---
title: "discfrail"
author: "Francesca Gasperoni, Christopher Jackson"
date: "`r Sys.Date()`"
output:
  pdf_document:
    toc: yes
    toc_depth: '2'
  rmarkdown::html_vignette:
    number_sections: yes
    toc: yes
    toc_depth: 2
    classoption: 14pt
    citation_package: natbib
bibliography: biblio.bib
csl: acm.csl
vignette: >
  %\VignetteIndexEntry{discfrail}
  %\VignetteEngine{knitr::rmarkdown_notangle} 
  %\VignetteEncoding[UTF-8]{inputenc}
---
\fontsize{12}{22}
\selectfont
\newcommand{\bX}{\textbf{X}}
\newcommand{\bY}{\textbf{Y}}
\newcommand{\bbeta}{\boldsymbol{\beta}}

# Introduction

Package **discfrail** (**disc**rete **frail**ty) is 
an `R` package that provides a novel, flexible model for hierarchical time-to-event data in which a clustering structure of groups is suspected.   The random effects that define the group-level frailties follow a nonparametric discrete distribution, and the baseline hazards are left unspecified, as in the Cox model.  The package contains a function to fit the Cox model with nonparametric discrete frailty term and two functions for simulating data.   Full details of the methods are given in @gasperoni2018nonparam.  This vignette gives a brief overview of the methods, and worked examples of using the functions. 

# Notation and Model

Consider a random sample with a hierarchical structure, i.e, where each individual subject, or statistical unit, belongs to one group.
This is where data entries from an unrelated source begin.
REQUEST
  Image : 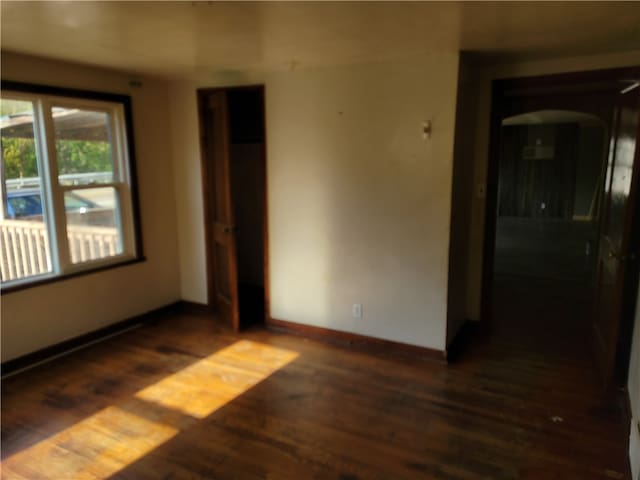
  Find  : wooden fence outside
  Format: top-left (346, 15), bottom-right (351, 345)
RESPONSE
top-left (0, 220), bottom-right (119, 282)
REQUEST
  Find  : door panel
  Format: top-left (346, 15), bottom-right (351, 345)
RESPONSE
top-left (593, 91), bottom-right (639, 390)
top-left (202, 91), bottom-right (239, 330)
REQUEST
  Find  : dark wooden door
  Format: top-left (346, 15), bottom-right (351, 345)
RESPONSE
top-left (593, 90), bottom-right (640, 391)
top-left (201, 90), bottom-right (239, 330)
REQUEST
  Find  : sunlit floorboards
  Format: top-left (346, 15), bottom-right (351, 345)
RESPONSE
top-left (2, 314), bottom-right (628, 480)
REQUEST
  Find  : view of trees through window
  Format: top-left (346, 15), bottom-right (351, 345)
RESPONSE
top-left (0, 92), bottom-right (135, 283)
top-left (0, 100), bottom-right (112, 179)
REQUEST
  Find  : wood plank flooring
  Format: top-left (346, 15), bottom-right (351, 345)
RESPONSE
top-left (2, 314), bottom-right (629, 480)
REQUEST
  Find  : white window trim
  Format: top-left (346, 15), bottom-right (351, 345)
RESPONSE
top-left (0, 87), bottom-right (143, 293)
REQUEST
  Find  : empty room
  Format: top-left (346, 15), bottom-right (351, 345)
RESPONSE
top-left (0, 0), bottom-right (640, 480)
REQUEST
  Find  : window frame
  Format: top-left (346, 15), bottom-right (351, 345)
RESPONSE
top-left (0, 80), bottom-right (146, 295)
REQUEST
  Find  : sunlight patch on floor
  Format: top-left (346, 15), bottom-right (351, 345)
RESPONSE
top-left (2, 406), bottom-right (179, 479)
top-left (1, 340), bottom-right (298, 480)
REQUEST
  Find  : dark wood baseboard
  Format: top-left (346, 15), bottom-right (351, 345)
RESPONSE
top-left (176, 300), bottom-right (215, 315)
top-left (266, 318), bottom-right (446, 363)
top-left (0, 302), bottom-right (183, 377)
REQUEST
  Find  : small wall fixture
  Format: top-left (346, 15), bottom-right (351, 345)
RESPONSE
top-left (422, 120), bottom-right (431, 140)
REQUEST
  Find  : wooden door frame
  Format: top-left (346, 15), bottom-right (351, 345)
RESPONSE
top-left (196, 84), bottom-right (271, 331)
top-left (480, 67), bottom-right (640, 386)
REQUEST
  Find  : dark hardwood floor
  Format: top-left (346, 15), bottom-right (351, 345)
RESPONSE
top-left (2, 314), bottom-right (629, 480)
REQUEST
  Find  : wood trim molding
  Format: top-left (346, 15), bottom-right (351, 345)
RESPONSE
top-left (0, 302), bottom-right (183, 378)
top-left (176, 300), bottom-right (216, 315)
top-left (267, 318), bottom-right (446, 363)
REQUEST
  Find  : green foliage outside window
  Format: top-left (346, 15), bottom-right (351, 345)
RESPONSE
top-left (2, 138), bottom-right (112, 179)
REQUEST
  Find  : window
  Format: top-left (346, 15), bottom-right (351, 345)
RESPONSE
top-left (0, 82), bottom-right (141, 291)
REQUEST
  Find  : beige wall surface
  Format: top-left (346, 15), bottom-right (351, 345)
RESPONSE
top-left (466, 52), bottom-right (640, 320)
top-left (0, 52), bottom-right (180, 361)
top-left (170, 53), bottom-right (458, 350)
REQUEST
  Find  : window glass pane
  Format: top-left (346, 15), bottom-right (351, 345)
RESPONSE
top-left (51, 107), bottom-right (113, 185)
top-left (64, 187), bottom-right (124, 263)
top-left (0, 98), bottom-right (51, 283)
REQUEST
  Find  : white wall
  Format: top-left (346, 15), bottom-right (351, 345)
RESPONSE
top-left (0, 52), bottom-right (180, 361)
top-left (170, 53), bottom-right (458, 350)
top-left (628, 284), bottom-right (640, 479)
top-left (467, 51), bottom-right (640, 320)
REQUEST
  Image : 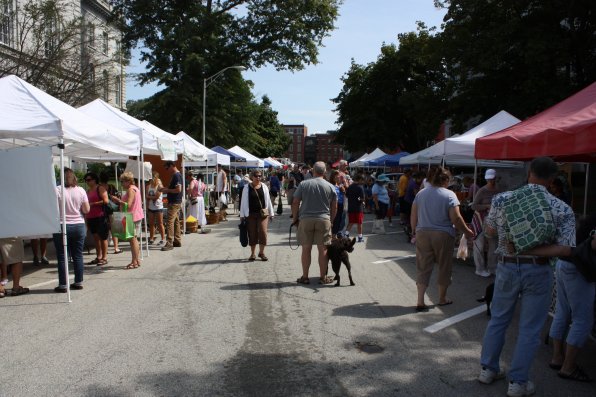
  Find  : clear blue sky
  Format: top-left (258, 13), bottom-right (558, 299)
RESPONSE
top-left (127, 0), bottom-right (445, 134)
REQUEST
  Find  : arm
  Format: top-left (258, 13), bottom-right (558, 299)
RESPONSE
top-left (449, 206), bottom-right (474, 238)
top-left (410, 203), bottom-right (418, 234)
top-left (292, 198), bottom-right (300, 224)
top-left (329, 197), bottom-right (337, 223)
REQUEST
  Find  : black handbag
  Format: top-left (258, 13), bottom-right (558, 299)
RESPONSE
top-left (238, 218), bottom-right (248, 247)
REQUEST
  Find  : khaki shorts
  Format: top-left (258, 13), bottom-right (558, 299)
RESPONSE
top-left (297, 218), bottom-right (331, 245)
top-left (0, 237), bottom-right (25, 265)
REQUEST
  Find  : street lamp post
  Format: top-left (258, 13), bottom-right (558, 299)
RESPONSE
top-left (203, 66), bottom-right (246, 148)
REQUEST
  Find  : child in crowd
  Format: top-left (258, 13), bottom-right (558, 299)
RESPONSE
top-left (346, 174), bottom-right (366, 243)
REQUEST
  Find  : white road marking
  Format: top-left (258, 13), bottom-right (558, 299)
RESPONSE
top-left (424, 305), bottom-right (486, 334)
top-left (371, 255), bottom-right (416, 264)
top-left (28, 275), bottom-right (74, 288)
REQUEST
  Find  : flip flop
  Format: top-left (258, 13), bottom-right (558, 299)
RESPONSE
top-left (557, 367), bottom-right (594, 382)
top-left (548, 363), bottom-right (563, 371)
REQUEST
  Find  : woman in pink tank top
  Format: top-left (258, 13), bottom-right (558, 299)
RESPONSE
top-left (112, 172), bottom-right (144, 269)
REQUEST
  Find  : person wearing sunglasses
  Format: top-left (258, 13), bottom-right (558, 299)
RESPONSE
top-left (240, 170), bottom-right (273, 261)
top-left (84, 172), bottom-right (110, 266)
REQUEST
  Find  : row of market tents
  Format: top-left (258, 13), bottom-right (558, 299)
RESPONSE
top-left (351, 83), bottom-right (596, 167)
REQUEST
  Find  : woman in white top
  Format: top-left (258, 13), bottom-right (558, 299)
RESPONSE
top-left (146, 172), bottom-right (166, 245)
top-left (53, 168), bottom-right (89, 292)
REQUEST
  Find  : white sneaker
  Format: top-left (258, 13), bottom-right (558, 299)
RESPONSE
top-left (507, 381), bottom-right (536, 397)
top-left (478, 367), bottom-right (505, 385)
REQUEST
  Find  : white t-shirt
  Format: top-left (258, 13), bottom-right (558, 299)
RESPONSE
top-left (56, 186), bottom-right (89, 225)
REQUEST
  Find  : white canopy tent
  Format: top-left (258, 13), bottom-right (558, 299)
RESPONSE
top-left (350, 148), bottom-right (387, 167)
top-left (176, 131), bottom-right (230, 167)
top-left (399, 110), bottom-right (523, 167)
top-left (228, 146), bottom-right (265, 168)
top-left (0, 76), bottom-right (140, 302)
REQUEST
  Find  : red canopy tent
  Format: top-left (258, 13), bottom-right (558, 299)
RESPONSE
top-left (475, 83), bottom-right (596, 162)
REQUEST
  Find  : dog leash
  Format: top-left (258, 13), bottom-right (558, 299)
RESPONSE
top-left (288, 223), bottom-right (300, 251)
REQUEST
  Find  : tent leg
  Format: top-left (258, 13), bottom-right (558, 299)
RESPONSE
top-left (584, 163), bottom-right (590, 216)
top-left (58, 138), bottom-right (72, 303)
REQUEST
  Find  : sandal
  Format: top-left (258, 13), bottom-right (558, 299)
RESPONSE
top-left (10, 287), bottom-right (29, 296)
top-left (557, 367), bottom-right (594, 382)
top-left (319, 276), bottom-right (333, 284)
top-left (296, 276), bottom-right (310, 284)
top-left (125, 263), bottom-right (141, 270)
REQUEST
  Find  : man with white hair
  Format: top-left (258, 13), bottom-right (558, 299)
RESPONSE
top-left (292, 161), bottom-right (337, 284)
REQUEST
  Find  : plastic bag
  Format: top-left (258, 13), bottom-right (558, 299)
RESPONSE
top-left (457, 235), bottom-right (468, 261)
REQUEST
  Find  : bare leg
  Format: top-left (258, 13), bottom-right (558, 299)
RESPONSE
top-left (300, 244), bottom-right (312, 279)
top-left (416, 284), bottom-right (428, 307)
top-left (317, 244), bottom-right (329, 279)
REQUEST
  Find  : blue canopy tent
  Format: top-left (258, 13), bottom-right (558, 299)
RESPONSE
top-left (366, 152), bottom-right (410, 167)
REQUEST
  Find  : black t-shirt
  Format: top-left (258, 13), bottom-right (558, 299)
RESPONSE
top-left (168, 172), bottom-right (182, 204)
top-left (245, 185), bottom-right (265, 214)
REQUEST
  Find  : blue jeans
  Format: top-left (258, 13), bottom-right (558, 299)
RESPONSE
top-left (53, 223), bottom-right (87, 287)
top-left (480, 263), bottom-right (553, 383)
top-left (550, 260), bottom-right (595, 347)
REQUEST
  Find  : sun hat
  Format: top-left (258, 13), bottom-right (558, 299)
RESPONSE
top-left (377, 174), bottom-right (389, 182)
top-left (484, 168), bottom-right (497, 179)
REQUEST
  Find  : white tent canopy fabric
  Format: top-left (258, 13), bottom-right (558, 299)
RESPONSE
top-left (79, 99), bottom-right (173, 156)
top-left (350, 148), bottom-right (387, 167)
top-left (399, 110), bottom-right (522, 167)
top-left (176, 131), bottom-right (230, 167)
top-left (228, 146), bottom-right (265, 168)
top-left (0, 76), bottom-right (140, 158)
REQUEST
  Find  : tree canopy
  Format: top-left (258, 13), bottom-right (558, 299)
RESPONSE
top-left (113, 0), bottom-right (341, 147)
top-left (333, 0), bottom-right (596, 151)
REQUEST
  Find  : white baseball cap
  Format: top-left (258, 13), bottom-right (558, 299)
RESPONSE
top-left (484, 168), bottom-right (497, 179)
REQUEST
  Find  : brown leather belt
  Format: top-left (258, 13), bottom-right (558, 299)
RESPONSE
top-left (503, 256), bottom-right (549, 265)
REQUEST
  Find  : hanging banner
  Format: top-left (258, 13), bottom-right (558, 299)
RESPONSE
top-left (0, 146), bottom-right (60, 238)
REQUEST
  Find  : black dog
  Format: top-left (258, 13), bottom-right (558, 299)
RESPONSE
top-left (327, 237), bottom-right (356, 287)
top-left (476, 283), bottom-right (495, 316)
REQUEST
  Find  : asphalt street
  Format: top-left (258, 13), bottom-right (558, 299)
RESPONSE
top-left (0, 207), bottom-right (596, 397)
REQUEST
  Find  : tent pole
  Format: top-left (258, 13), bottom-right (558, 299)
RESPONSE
top-left (137, 157), bottom-right (149, 260)
top-left (181, 155), bottom-right (190, 234)
top-left (58, 138), bottom-right (72, 303)
top-left (584, 163), bottom-right (590, 216)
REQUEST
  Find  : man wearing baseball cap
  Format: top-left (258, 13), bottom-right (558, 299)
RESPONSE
top-left (472, 168), bottom-right (501, 277)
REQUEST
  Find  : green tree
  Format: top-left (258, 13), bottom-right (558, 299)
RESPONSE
top-left (113, 0), bottom-right (341, 146)
top-left (435, 0), bottom-right (596, 129)
top-left (254, 95), bottom-right (291, 157)
top-left (333, 24), bottom-right (446, 151)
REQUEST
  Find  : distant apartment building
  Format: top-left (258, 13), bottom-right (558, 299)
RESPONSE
top-left (0, 0), bottom-right (126, 109)
top-left (282, 124), bottom-right (308, 163)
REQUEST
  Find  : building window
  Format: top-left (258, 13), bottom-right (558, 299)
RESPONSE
top-left (101, 32), bottom-right (110, 55)
top-left (0, 0), bottom-right (14, 46)
top-left (87, 22), bottom-right (95, 49)
top-left (114, 76), bottom-right (122, 108)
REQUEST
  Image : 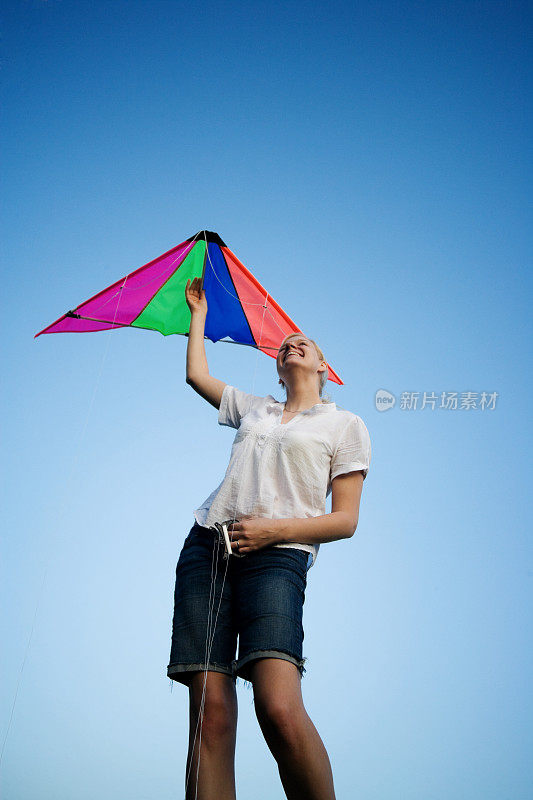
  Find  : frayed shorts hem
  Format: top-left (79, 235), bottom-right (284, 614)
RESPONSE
top-left (167, 650), bottom-right (306, 686)
top-left (231, 650), bottom-right (306, 681)
top-left (167, 664), bottom-right (236, 686)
Define $T_{ij}^*$ as the survival time and $C_{ij}$ as the censoring time of subject $i$, $i = 1,...,n_j$, in the $j$-th group, $j=1,...,J$. Let $\bX_{ij} = (X_{ij1}, . . . , X_{ijp} )^T$ be a vector of covariates, assumed constant over time, for subject $i$ in group $j$. Then, we define $T_{ij} = min(T_{ij}^*, C_{ij})$, $t_{ij}$ its realization and $\delta_{ij} = \mathbf{1}_{(T_{ij}^* \leq C_{ij} )}$.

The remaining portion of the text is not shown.